Web-facing PSA: Fetching external resource only if type is supported

167 views
Skip to first unread message

Suzy Howlett

unread,
Dec 16, 2015, 10:46:17 PM12/16/15
to blink-dev
tl;dr: I am proposing to change Blink to only fetch external resources if the type attribute of the link element is unspecified or is text/css, in order to match the spec and behaviour of other browsers.

Background and motivation
The spec http://www.w3.org/TR/html5/document-metadata.html#the-link-element specifies that "If the UA does not support the given MIME type for the given link relationship, then the UA should not obtain the resource". Blink does not comply with this; see http://crbug.com/286682.

- Blink and WebKit load the resource, so Chrome and Safari show the text as red
- Firefox, IE and Edge all show the text as green, indicating they are not fetching the resource

The change
In https://codereview.chromium.org/1501393003/ I am proposing to change this so that Blink only fetches the resource if the type is unspecified or is "text/css".

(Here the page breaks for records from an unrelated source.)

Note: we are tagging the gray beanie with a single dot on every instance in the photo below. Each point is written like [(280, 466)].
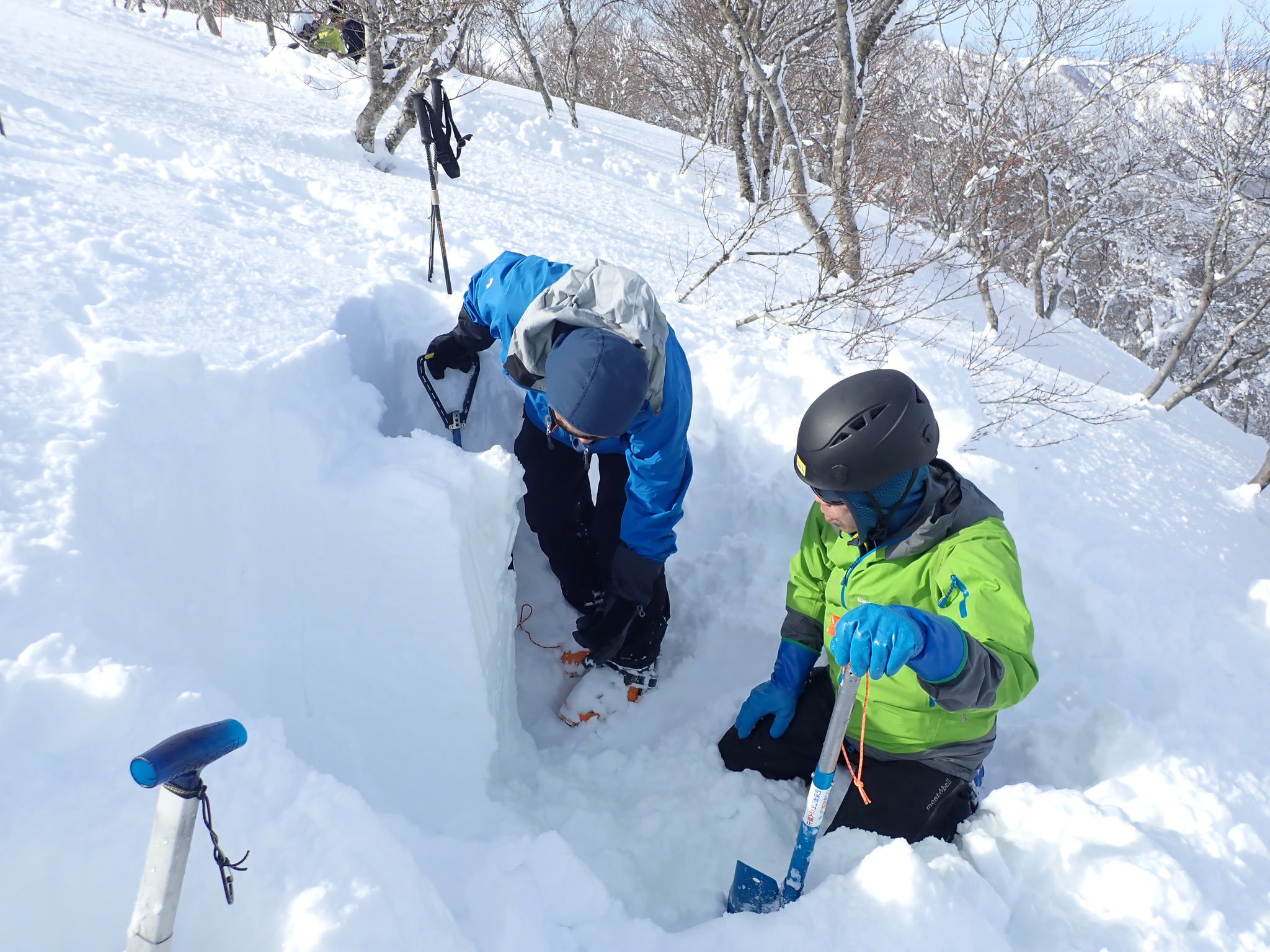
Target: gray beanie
[(596, 380)]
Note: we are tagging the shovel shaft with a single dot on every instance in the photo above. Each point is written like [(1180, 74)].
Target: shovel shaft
[(822, 782)]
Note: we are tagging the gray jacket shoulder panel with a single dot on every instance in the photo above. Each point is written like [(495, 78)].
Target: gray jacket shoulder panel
[(951, 505), (596, 295), (975, 687), (803, 630)]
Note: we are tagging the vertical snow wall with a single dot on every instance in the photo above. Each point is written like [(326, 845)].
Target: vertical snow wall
[(255, 524)]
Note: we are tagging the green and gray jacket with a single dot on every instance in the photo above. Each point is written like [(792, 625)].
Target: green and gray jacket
[(954, 559)]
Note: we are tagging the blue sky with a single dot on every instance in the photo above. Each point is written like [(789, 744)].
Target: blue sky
[(1207, 35)]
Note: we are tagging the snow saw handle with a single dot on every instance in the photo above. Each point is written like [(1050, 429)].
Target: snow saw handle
[(454, 419), (842, 707), (822, 782), (187, 753)]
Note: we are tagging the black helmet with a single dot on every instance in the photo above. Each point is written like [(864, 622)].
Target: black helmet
[(865, 430)]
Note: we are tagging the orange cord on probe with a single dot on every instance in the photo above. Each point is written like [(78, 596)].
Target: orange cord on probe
[(526, 614), (858, 775)]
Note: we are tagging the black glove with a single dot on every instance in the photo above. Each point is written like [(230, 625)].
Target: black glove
[(603, 631), (459, 348), (448, 352)]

This is expected to be a minor change that improves interop, but please let me know if you have any concerns.

Suzy

Dimitri Glazkov

unread,
Dec 16, 2015, 11:22:19 PM12/16/15
to Suzy Howlett, blink-dev
This should really be an intent to implement and ship, right?

:DG<

Suzy Howlett

unread,
Dec 17, 2015, 9:34:50 PM12/17/15
to Dimitri Glazkov, blink-dev
Hi Dimitri,

There was some discussion of this point on the review for my patch. I sent this email on Rick's advice:

On Thu, Dec 10, 2015 at 8:26 AM, <rby...@chromium.org> wrote:
Big picture as long as we have reason to believe the risk is low (and we're
prepared to revert if we see breakage that suggests otherwise), I'd personally
be fine considering this a "trivial" change (almost every bug-fix we do has the
potential to be a breaking web exposed change).  A "web-facing PSA" to blink-dev
wouldn't hurt though, might flesh out reasons to be more concerned about the
compat risk.

Dimitri Glazkov

unread,
Dec 18, 2015, 12:12:42 AM12/18/15
to Suzy Howlett, blink-dev
Alrighty.

:DG<

Suzy Howlett

unread,
Jan 13, 2016, 10:36:55 PM1/13/16
to blink-dev, yo...@yoav.ws, rby...@chromium.org, igri...@chromium.org
To follow up on this PSA, I have managed to pull some stats from HTTPArchive to quantify the impact of this change. According to these (approximate) calculations, less than 0.04% of <link rel=stylesheet>s are not of type text/css. This suggests to me that the proposed change will be low-impact. Further details are below.

Suzy

-----

The BigQuery query
SELECT
  stylesheetType,
  count(stylesheetType) AS typeCount
FROM (
  SELECT
    REPLACE(LOWER(REGEXP_EXTRACT(stylesheetLink, r'\s(type=[^\s>]+)')), '"', "'") AS stylesheetType
  FROM (
    SELECT
      REGEXP_EXTRACT(content, r'^(link[^>]+rel=[^\s>]*stylesheet[^\s>]*[^>]*>)') AS stylesheetLink
    FROM (
      SELECT
        JSON_EXTRACT(payload, '$.request.url') AS url,
        JSON_EXTRACT(payload, '$._contentType') AS contentType,
        SPLIT(JSON_EXTRACT_SCALAR(payload, '$.response.content.text'), '<') AS content,
        INTEGER(JSON_EXTRACT(payload, '$.response.content.size')) as contentSize,
        JSON_EXTRACT(payload, '$._body') AS body,
      FROM [httparchive:har.desktop_oct_1_2015_requests]
    )
    WHERE
      contentType = '"text/html"'
      AND body = 'true'
  )
  WHERE
    stylesheetLink IS NOT NULL
)
GROUP BY stylesheetType
ORDER BY typeCount DESC

The results
stylesheetTypetypeCount
type='text/css'2606908
type='text/css'/52328
type=text/css2067
type=\'text/css\'818
type=\'text\/css\'361
type='text/less'73
type='text/kss'70
type='text\/css'55
type='text/css''35
type=&#039;text/css&#039;35
type='text/css'--24
type='text/javascript'17
type='text/chrome'17
type='text/nonsense'14
type='text/menu-css'14
type='text/safari'11
and a long tail of others, a total of 285 rows, with sum(typeCount) == 2663347. Those top 5 rows account for over 99.96% of that total.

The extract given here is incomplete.